2.8.21

A Gaffe de chiffon vermelho

Sophie Delaporte
Era Verão e havia vento.

A memória do que foi introduz-se na hora do presente e é criada uma entidade nova, somatório das duas, pertença minha e da criança que fui e que ma deu e de que tomo posse como de um objecto que foi moldado em barro por quatro mãos diferentes, mas que é pousado no chão da nossa alma e ali fica a ver-nos.

Havia vento e era Verão.

A minha mãe loira de sorriso brando, vestida de chiffon vermelho, com os pés nus na areia. O vento espalhava a mancha de sangue do vestido, ao sol. De pés nus na areia. Sorria, a minha mãe com o vestido de sangue que esvoaça. Sorria sempre e havia vento. Cada gesto seu ondulava e o oiro do cabelo tinha de ser preso pelos dedos finos, brancos, com anel, como o lugar onde tenho esta memória.

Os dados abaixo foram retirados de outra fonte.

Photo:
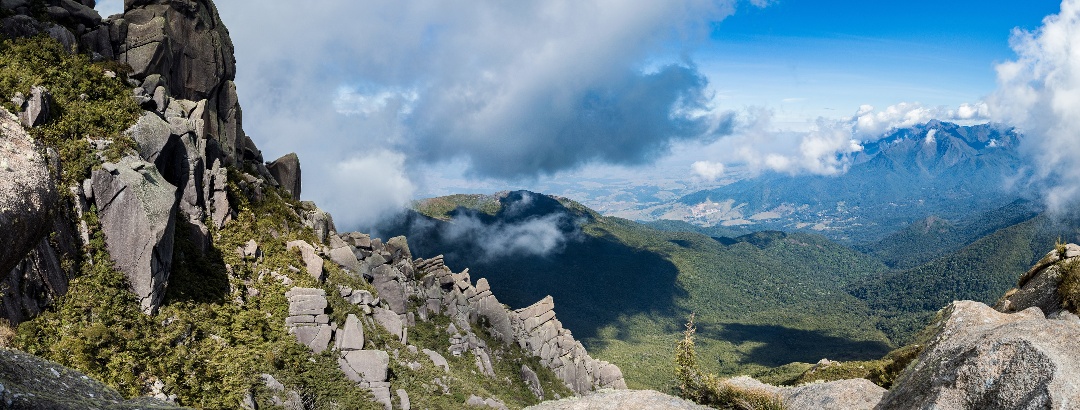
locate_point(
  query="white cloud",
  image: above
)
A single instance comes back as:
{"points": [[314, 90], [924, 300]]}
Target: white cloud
{"points": [[108, 8], [871, 124], [825, 149], [511, 90], [374, 183], [1039, 92], [707, 169]]}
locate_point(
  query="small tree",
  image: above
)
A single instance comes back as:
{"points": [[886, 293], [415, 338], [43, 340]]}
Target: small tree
{"points": [[710, 390]]}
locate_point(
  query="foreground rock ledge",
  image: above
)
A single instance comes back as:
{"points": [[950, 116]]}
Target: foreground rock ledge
{"points": [[986, 359], [620, 399]]}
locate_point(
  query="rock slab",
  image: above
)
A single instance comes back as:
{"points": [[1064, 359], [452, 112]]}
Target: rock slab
{"points": [[985, 359], [137, 207]]}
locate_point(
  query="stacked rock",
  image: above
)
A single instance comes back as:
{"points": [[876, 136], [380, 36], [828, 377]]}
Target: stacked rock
{"points": [[307, 318], [539, 332]]}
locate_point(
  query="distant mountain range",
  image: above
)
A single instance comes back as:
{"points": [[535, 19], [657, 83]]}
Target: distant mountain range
{"points": [[937, 168], [764, 299]]}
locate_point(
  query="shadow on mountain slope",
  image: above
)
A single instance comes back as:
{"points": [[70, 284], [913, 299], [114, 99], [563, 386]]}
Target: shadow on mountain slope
{"points": [[780, 345], [532, 247]]}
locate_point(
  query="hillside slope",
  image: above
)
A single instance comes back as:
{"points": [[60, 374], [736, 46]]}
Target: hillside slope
{"points": [[936, 168], [763, 300]]}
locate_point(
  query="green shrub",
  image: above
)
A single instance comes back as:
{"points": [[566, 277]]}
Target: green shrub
{"points": [[85, 103], [710, 390], [1069, 289]]}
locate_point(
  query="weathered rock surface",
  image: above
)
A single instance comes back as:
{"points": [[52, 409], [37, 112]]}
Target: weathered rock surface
{"points": [[40, 277], [308, 320], [37, 109], [312, 262], [534, 328], [1038, 286], [531, 381], [186, 43], [136, 207], [286, 171], [32, 383], [622, 399], [985, 359], [27, 193]]}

A memória esbatida do momento, a memória que se perde antes de a poder olhar de frente e no entanto, se fechar os olhos, a nitidez com que o meu espanto a encontra é de tal forma clara e branca que a memória que dela tenho é minha sem talvez o ser e multiplica-se noutros cantos e em lugares diferentes, longe do vento de Verão de chiffon vermelho.

A mesma mulher num Hotel de charme. Nas portas que rodam, a guiar a filha. De casaco grande. Caxemira, de bolsos gigantes com vento de Inverno. De rosto redondo e olhos que a filha recebeu de herança.

- Como um carrossel, minha menina, as portas giram sempre. São mágicas. Como num carrossel, minha menina, encontras-te contigo se sonhares.

A memória dos ventos. Dos que me pertencem, que me foram dados. Branca, como um vestido de chiffon vermelho ou como um carrossel a girar num sonho.